On the other hand I do have a large collection of comic books for
reading with View Slides on my SD card, which has two gig to play with.
Comics take much more room than plain text files, so the SD card is the
only place I can keep them. The SD card cannot do everything the
Journal can do, including saving meta data like last page number read,
so I end up copying the comic from the SD card to the Journal to read
it, then deleting it from the Journal afterwards.
In any case I've never used my XO like you describe, because I never had
enough content on it to need to do that. The normal Journal view has
been adequate for me.
I'm going to check out Calibre when I can. If I were (hypothetically)

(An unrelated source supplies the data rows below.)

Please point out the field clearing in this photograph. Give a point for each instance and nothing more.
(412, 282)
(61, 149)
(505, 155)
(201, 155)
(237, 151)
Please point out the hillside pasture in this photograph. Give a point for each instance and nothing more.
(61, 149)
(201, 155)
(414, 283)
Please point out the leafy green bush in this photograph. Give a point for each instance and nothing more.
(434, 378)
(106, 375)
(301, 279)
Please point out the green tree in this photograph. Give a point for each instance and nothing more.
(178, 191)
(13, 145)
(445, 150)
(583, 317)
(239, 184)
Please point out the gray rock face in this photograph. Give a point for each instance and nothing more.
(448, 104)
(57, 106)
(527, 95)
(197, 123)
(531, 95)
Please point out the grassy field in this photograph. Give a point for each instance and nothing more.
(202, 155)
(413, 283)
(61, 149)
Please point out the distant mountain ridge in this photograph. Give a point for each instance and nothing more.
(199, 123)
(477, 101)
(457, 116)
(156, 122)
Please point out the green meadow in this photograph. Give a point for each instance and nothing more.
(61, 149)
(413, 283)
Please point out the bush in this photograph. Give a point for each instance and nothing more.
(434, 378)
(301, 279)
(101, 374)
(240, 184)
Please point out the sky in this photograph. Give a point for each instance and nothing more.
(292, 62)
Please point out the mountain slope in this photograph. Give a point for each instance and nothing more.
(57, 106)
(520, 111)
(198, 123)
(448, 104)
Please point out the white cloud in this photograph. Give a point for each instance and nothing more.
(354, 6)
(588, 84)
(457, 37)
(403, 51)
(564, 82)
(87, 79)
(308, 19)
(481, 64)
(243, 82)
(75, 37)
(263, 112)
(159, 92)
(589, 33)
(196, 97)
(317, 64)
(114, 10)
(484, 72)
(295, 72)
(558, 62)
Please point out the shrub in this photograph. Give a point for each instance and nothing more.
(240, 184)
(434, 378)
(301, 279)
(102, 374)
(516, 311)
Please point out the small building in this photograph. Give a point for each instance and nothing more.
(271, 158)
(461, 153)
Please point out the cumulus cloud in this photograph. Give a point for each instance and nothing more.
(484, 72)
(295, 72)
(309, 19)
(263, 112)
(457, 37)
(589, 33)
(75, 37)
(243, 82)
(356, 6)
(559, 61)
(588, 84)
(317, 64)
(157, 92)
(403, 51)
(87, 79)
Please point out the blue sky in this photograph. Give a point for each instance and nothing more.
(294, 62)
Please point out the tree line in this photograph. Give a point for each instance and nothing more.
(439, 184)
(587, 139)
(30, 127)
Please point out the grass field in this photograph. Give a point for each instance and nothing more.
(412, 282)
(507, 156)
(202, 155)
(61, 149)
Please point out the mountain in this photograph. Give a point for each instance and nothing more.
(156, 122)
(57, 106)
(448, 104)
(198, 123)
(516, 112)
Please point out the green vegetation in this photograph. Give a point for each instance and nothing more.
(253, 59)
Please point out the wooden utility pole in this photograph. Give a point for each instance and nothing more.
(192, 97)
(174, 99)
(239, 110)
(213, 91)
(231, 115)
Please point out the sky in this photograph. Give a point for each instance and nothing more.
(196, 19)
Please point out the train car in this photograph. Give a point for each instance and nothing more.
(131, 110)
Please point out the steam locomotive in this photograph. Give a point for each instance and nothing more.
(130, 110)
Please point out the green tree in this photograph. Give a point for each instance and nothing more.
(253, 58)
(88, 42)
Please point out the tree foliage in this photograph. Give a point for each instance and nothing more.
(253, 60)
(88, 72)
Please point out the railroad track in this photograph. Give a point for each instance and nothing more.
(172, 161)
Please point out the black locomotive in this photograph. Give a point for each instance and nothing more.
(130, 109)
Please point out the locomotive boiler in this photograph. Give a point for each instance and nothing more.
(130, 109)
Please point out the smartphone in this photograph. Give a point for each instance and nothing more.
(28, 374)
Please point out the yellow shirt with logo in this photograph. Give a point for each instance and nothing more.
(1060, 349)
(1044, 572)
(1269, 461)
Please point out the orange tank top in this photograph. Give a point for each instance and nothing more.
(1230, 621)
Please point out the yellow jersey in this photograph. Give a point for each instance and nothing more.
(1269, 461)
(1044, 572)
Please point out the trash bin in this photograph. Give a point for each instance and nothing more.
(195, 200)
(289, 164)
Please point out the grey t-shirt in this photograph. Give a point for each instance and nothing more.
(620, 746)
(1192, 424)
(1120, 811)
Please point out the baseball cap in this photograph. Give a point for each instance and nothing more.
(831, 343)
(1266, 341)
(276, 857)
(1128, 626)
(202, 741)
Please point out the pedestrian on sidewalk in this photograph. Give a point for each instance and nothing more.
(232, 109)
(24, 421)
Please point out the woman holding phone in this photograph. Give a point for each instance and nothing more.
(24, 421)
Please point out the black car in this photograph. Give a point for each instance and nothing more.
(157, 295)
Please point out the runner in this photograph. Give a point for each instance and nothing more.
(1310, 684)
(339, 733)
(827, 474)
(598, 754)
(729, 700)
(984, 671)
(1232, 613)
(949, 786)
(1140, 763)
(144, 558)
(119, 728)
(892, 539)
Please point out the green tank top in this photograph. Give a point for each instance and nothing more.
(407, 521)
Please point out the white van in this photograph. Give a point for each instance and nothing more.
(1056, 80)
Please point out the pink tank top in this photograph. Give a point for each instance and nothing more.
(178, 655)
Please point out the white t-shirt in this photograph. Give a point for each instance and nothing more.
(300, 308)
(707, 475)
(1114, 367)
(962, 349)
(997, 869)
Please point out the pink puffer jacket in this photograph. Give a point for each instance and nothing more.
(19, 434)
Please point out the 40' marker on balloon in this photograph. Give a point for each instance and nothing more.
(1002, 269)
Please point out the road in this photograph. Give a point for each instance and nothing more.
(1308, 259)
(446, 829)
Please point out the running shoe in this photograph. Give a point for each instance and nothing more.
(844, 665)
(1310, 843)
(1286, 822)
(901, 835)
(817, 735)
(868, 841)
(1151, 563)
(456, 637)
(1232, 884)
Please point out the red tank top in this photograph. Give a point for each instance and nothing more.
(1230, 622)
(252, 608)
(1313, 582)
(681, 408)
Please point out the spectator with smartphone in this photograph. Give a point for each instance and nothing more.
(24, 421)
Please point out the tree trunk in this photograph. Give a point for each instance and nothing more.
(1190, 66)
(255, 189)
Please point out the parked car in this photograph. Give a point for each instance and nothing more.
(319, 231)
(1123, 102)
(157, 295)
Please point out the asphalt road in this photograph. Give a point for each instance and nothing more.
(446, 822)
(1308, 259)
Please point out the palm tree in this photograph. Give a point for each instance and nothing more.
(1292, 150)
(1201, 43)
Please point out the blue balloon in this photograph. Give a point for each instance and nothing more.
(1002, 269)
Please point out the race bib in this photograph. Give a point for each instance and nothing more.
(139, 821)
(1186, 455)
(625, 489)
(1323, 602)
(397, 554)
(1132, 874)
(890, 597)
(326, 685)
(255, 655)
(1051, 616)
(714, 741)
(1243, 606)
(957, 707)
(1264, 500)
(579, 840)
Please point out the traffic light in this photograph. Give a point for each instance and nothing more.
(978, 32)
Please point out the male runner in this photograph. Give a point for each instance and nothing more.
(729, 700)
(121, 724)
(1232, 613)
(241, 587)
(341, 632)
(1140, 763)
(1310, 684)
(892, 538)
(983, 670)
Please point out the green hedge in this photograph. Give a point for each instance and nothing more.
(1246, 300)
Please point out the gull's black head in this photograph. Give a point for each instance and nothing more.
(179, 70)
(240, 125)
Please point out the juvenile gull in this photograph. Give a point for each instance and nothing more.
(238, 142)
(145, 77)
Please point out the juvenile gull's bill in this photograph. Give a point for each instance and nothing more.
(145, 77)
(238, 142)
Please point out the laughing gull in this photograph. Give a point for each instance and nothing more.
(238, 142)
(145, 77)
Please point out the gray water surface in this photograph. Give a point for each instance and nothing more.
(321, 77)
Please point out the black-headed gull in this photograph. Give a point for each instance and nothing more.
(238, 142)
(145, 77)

to make something like Calibre for the XO it would probably be an
Activity that showed you an alternate view of the Journal, except it
would only show entries that have a MIME type that might be a book, and
it would store meta info for the books, as well as the content type of
the book (which the MIME type by itself would not be enough to do).
Maybe this Activity would also include the code for Read Etexts, View
Slides, etc. as well so you would manage and read your collection with
the same Activity. The metadata could be pickled Python objects stored
in the Journal.
Now that I look at Aleksey's description of the Library activity it
sounds pretty similar to this.
The thing is the target audience for the XO and Sugar in general may
find something like Calibre to be overkill.
James Simmons
Carol Farlow Lerche wrote:
> I wonder if you use an ebook reader? An ebook reader, similarly to a
> music player, needs a good way to organize and find content ON THE
> MACHINE to read. You aren't usually using it to read from the net --
> quite the contrary. Now for a long time I used the browser to search
> for my books (which were all html -- I'm a sf fan, and have a lot of
> Baen Books content, both free and purchased). This worked for me
> because I knew how to transfer the content to my XO and manually
> unpack it in a place that was consistent and create simple index
> files. But it was very ad hoc and wouldn't work for the average
> user. Then I discovered calibre, thanks to a posting on one of these
> sugar related lists. I switched away from sugar to using Ubuntu for
> reading.
>
> Calibre has multiple parts. One part is an application that imports
> and catalogs your reading matter. I don't say "books", because it is
> more eclectic than that, encompassing rss feeds, pdf files, etc. The
> catalog interface has the expected meta-information one would expect:
> title, author, publisher, subject tags, series, date of acquision. It
> displays this information in a tabular format and will sort the rows
> by any of the column headings. This is a great way to access a large
> collection of reading material. If sugar's journal had an alternate
> display for materials flagged in a certain way, it could supplant this
> function, but rather than wait for perfection in the journal, I think
> it would be better to make this part of calibre, which is written in
> Python, run under sugar.
>
> Calibre also has an ebook reader, so when you select an item in the
> catalog you can open the book to read. I think this component isn't
> quite as good as fbreader, which has the ability to rotate the text 90
> degrees.
>
> Calibre understands multiple formats and can convert among them. One
> thing it lacks is the ability to import from a URL. (These conversion
> tools are also available as command line tools). One of the formats
> it supports is epub, which is an open format for packaging a "book" --
> meaning text, illustrations and metadata into a single file. This is
> a great way to package reading material, and is what you are finding
> on more and more free content sites.